I agree with the basic gist of the article. I do appreciate that the author points out some of the fallacy of some studies.

My favorite is global warming. Is it happening? Yes. It is the why that is in question. The most popular theory is CO2. They rail on historic temperature levels and record levels of severe weather.

How far back in history do these studies go? 100 to 150 years. The earth is older.

In a couple days, my area will be 24 months in severe or deeper drought. Last year was our hottest summer in history and our worst 1 year drought, but ...

Tree-ring analysis from four different regions of Texas show 4 other periods of similar or worse conditions in the last 400 years, which was the limit the trees could be correlated to.

We had an ice age, not long ago with sheets of ice miles thick. Earlier, during the age of the dinosaurs, the global temperatures were higher than they are now, 60 to 70F vs 50F now.

Why is the temperature increasing? I seriously doubt we have the ability to clearly and definitively state the cause. It most certainly is not just one factor like CO2. Unfortunately, our politicians and media are silly enough to believe these single-source theories.

How about cities or air-conditioning? Cities are noticeably warmer than surrounding country. It is well known to meteorology that cities are heat sinks and heat producers. We need federal regulation to control these evil things. :-)

A/C: we burn fuel of some sort(heat) to create electricity, transmit that energy across electric lines and through transformers (losing some along the way as heat), run a motor(producing heat) to power a compressor(making heat) to compress gas so excess heat will be dispersed to the atmosphere, pushed into the inside unit by a pump(heat) and finally pushed through a radiator with air being pushed through it by a blower(heat again) to be cooled and we breath that sigh of cool relief. For every BTU of heat moved from the inside of your home to the outside, how many BTUs of heat were added to the ecosphere? To take that back to full-cycle, you need to look at the source of the energy for the power plant. Was it mined and transported? A/C in an automobile is much less efficient and makes much more heat per useable BTU of cooling.

This is just one simple little item of millions.

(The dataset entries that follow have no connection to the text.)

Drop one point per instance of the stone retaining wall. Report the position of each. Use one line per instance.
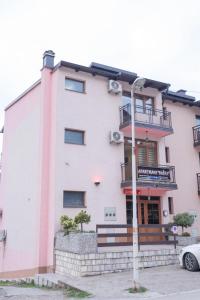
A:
(107, 262)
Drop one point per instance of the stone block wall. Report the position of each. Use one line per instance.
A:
(98, 263)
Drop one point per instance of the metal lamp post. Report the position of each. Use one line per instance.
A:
(138, 84)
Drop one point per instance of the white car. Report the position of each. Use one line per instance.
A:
(190, 257)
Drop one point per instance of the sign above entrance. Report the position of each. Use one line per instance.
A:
(151, 173)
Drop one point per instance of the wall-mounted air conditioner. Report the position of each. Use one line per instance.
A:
(114, 87)
(116, 137)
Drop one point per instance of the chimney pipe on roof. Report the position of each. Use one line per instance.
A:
(48, 59)
(181, 92)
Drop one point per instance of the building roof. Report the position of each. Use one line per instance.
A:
(112, 73)
(181, 97)
(23, 94)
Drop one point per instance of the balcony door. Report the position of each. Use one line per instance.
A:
(146, 153)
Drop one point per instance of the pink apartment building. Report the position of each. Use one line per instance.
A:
(67, 146)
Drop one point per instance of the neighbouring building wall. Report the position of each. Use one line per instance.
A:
(20, 184)
(97, 113)
(185, 158)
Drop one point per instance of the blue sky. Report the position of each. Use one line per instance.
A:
(156, 39)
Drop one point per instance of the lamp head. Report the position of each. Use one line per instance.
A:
(139, 83)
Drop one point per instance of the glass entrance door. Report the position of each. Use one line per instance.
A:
(148, 213)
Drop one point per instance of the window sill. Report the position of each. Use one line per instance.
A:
(75, 91)
(75, 207)
(75, 144)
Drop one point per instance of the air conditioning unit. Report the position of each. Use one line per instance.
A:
(3, 235)
(116, 137)
(114, 87)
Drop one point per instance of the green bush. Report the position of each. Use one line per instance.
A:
(82, 218)
(184, 220)
(68, 224)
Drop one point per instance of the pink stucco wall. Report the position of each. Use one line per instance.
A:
(97, 113)
(19, 197)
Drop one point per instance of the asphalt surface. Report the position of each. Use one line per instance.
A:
(167, 283)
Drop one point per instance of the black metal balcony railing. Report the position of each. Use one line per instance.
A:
(198, 182)
(147, 116)
(196, 135)
(156, 174)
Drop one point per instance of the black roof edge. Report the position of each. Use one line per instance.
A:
(112, 73)
(181, 95)
(166, 96)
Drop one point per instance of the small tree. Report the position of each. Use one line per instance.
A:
(184, 220)
(68, 224)
(82, 218)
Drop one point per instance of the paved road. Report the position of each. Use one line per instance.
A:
(167, 283)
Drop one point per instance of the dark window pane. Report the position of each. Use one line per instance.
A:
(74, 137)
(74, 85)
(73, 199)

We all know the EPA is the savior of our environment. An outfit around here started signing contracts about 5 years ago with ranches to "harvest" brush. They would come to a ranch, cut and grub all mesquite, juniper and other brush. They were going to build-out a power plant that burned the chipped material and used nat gas to re-burn the smoke. The EPA and TCEQ denied the permits citing pollution concerns. Instead of having a clean burning plant producing power, ranchers are burning off brush piles. Same fuel and no controls on pollution. Increased danger of wildland fires if a controlled burn gets away. So one method produces electricity and reduces emissions and wildland fires and the other doesn't. Which is better?